The same authors (H.B. and F.Z.) collected the following information from studies: authors, publication year, study design and sample size (table 1). The first reviewer (H.B.) independently collected additional information of the included studies on: age group comparisons, the applied speech and language outcome measures, the follow-up visits and the summary of the principal outcome measures. Original results on postoperative speech and language performance from the papers are presented in the tables and classified according to age at implantation. Data were extracted from original articles by magnifying the figure size to 500%. This paper was written according to the PRISMA (Preferred Reporting Items for Systematic Reviews and Meta-Analyses) statement [Moher et al., 2009]. In the case of homogeneity of: age group comparisons, applied outcome measures, the type of applied statistical analysis and elected follow-up visits, we aimed to combine results of studies in a meta-analysis. When consistency measure I² was below 50%, we performed statistical pooling of the data using Review Manager (RevMan, version 5.3; Department of Informatics and Knowledge Management, The Nordic Cochrane Center, Copenhagen, Denmark).

We retrieved 3,360 articles by performing a search on April 24, 2014. After title and abstract screening, 203 articles were assessed for eligibility in full text by two authors (H.B. and I.S.). Sixty-three articles were selected for inclusion (fig. 1). We screened reference lists of selected articles, which did not result in inclusion of additional articles. Figure 1 shows that 15 articles were excluded after full text assessment. Reasons for exclusion were: the use of similar patient cohorts (6 studies), no direct comparison of various CI age groups (8 studies) and 1 study assessed child's health using visual analogue scale scores instead of assessing speech and language outcomes (fig. 1). Three studies were not written in English: 2 German articles and 1 Turkish article. Both reviewers screened the German articles and both a Turkish ear, nose and throat surgeon (V.T.) and a Turkish student (F.Z.) from our department reviewed the Turkish article.

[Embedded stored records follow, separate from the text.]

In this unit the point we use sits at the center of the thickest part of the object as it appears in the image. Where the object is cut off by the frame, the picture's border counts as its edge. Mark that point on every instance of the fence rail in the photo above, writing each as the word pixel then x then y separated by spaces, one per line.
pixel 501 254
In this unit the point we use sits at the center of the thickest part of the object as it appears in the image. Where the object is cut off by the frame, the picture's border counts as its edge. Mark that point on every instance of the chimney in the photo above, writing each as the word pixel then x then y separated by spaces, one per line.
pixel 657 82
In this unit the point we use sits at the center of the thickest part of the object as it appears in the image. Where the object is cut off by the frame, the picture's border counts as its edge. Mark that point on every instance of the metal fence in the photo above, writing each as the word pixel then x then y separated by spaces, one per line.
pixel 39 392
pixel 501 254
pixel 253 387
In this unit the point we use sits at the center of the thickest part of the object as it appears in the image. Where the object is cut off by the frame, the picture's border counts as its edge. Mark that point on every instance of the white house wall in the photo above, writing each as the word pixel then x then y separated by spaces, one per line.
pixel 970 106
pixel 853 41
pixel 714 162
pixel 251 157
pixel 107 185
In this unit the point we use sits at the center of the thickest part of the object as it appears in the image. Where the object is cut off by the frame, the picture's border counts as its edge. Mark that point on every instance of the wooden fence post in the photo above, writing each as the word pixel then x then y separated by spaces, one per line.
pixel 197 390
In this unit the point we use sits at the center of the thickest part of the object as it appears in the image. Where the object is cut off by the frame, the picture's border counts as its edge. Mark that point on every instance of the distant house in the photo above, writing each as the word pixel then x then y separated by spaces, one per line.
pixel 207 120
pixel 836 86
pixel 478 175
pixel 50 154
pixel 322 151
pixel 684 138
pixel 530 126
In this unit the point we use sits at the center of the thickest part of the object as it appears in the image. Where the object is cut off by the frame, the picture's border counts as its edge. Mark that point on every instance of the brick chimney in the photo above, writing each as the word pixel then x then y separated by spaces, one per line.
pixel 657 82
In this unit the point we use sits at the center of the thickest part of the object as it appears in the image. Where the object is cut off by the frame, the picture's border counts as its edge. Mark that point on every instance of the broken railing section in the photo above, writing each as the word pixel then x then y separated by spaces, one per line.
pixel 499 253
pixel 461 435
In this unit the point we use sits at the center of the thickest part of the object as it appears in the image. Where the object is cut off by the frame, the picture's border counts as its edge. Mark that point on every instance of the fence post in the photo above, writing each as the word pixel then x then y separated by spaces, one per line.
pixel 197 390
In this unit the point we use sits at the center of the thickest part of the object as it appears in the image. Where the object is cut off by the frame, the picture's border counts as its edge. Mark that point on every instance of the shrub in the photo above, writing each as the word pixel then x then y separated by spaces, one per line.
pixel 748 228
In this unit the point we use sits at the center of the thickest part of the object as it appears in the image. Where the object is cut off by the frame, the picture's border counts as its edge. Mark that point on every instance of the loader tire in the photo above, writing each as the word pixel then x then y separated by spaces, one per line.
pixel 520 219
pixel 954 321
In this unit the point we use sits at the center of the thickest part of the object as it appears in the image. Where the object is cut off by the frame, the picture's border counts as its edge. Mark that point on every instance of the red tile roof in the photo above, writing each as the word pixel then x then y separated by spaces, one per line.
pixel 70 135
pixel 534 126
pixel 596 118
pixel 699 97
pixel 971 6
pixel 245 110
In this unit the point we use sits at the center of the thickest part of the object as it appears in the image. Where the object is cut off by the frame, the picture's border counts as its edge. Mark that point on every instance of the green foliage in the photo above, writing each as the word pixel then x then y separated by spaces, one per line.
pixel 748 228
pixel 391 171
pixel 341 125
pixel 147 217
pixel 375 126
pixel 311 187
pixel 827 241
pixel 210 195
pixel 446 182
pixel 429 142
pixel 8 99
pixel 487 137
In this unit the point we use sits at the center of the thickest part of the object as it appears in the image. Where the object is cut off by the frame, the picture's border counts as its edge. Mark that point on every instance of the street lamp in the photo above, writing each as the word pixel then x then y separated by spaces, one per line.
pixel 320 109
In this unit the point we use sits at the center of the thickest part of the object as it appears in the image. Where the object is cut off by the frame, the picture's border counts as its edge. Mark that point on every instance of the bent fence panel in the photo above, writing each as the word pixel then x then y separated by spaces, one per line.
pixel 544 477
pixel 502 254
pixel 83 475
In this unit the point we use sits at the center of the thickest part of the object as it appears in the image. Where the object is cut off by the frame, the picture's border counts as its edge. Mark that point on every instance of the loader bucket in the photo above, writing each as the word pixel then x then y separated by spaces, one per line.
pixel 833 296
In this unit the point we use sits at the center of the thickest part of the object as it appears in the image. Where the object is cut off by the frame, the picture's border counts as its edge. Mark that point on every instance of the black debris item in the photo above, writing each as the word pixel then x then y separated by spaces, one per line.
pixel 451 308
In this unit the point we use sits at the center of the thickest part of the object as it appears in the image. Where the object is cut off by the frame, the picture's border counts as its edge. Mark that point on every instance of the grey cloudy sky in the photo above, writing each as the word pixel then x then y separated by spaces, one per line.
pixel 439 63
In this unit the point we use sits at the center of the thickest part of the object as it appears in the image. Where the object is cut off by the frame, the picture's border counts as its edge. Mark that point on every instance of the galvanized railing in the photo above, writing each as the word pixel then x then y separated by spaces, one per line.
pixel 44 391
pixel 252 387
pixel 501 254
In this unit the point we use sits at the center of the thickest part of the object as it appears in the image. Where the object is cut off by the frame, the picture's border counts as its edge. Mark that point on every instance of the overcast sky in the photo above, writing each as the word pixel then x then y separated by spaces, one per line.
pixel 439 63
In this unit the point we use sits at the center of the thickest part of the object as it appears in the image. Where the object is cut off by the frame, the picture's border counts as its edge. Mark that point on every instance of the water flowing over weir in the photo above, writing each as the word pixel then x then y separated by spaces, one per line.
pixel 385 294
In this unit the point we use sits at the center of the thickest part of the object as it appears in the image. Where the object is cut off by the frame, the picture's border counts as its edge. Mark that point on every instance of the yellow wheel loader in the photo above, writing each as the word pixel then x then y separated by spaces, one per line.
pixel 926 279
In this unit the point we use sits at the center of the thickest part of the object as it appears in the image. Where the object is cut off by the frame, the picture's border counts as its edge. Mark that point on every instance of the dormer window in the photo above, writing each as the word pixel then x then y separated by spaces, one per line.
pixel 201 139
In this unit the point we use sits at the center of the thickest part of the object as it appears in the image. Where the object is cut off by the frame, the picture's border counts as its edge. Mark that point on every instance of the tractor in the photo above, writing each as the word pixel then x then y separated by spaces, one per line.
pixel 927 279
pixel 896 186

Ten articles showed to contain a high DoE and were, therefore, included in the current review. RoB of included studies ranged from low to high (table 1). Half of the included studies were retrospective and the other 5 studies were prospective case series (table 1). All included studies represented level 2 evidence (grade B). Twenty-six selected studies showed medium DoE. In addition to the aforementioned articles, we decided to discuss the studies with a moderate DoE (> score above 5) and a medium RoB. Due to this decision, 4 studies were included in addition (italicized in table 1). Only 11 included studies defined the etiology of the deafness of their patients. One study defined whether the cause of deafness was (un)known, but did not define exact etiologies [Manrique et al., 2004]. Although 5 studies did not define whether patients were unilaterally or bilaterally implanted, 9 studies did mention how many implants were used in each individual patient (table 1). Twelve of the 14 studies clearly defined baseline characteristics. The exact age at CI of all implanted individuals was provided in 5 studies. Eight studies provided the mean age at CI and the age range of PCI patients in the study groups. The remaining study provided the mean age at CI in months, but did not define the exact age range of each age group. Six of the included studies tested children on 3 speech and language outcomes: 4 studies on speech production, speech perception and receptive language and 2 studies on auditory performance, speech production and receptive language. Although we aimed to include studies with a minimal follow-up of 5 years, only 3 of the selected studies had a follow-up that was longer than 5 years. Eight studies had a follow-up between 2 and 5 years and 3 studies shorter than 2 years. In 4 studies, the loss to follow-up was less than 20% and in 6 studies above 20%; 3 studies did not report patients lost to follow-up. The applied surgical procedure was described in 4 studies. The type of cochlear device used was mentioned in 12 of the 14 studies. In only 4 studies, outcome measurements were performed according to a defined protocol. Four studies defined the method of handling of missing data. Five studies mentioned the amount of missing data, but did not describe how these missing values were accounted for in their analysis.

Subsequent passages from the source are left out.